Module 13: Creating a Facebook Clone

Once the service layer exists, the web-service layer should be boring. That is not a criticism. It is a sign that the architecture is doing its job.

This lesson demonstrates that well. UserWebService is mostly a translation layer. It defines URLs, request shapes, headers, and response behavior, then hands the real work off to the service classes underneath. That is exactly what controllers should look like in a healthy backend.

The exception-to-error-DAO mapping is one of the most important parts here. It gives the client a predictable error contract instead of exposing raw Java exceptions or framework defaults. Even simple apps benefit from that discipline because it keeps client-side error handling from becoming guesswork.
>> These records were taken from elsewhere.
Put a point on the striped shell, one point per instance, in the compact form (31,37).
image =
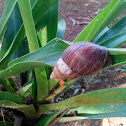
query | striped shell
(81,59)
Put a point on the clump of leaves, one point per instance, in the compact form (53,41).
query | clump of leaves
(32,42)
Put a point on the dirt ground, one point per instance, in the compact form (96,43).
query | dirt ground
(77,14)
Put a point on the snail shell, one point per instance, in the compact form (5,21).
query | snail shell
(81,59)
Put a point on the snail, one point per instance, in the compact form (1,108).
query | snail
(81,59)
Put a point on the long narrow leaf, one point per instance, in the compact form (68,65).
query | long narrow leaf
(99,97)
(37,8)
(11,97)
(7,85)
(115,41)
(26,109)
(51,54)
(102,20)
(13,26)
(116,29)
(6,14)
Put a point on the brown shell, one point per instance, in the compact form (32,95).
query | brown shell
(83,59)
The avatar endpoints are a good example of the controller layer adding protocol-specific behavior without swallowing business logic. They return image content with the right response metadata, turn missing avatars into 404 semantics, and still leave the real authorization and data retrieval rules to the service layer.

The lesson also makes a pragmatic choice in a few places by using GET operations for state changes when the mobile client benefits from simpler calling code. That is not something I would present as ideal REST design today. It works here because the client is controlled, but the general rule should still be to avoid using GET for operations that mutate state.

So the right takeaway is not “copy these HTTP verbs literally.” It is “keep the controller thin, explicit, and responsible only for transport concerns.”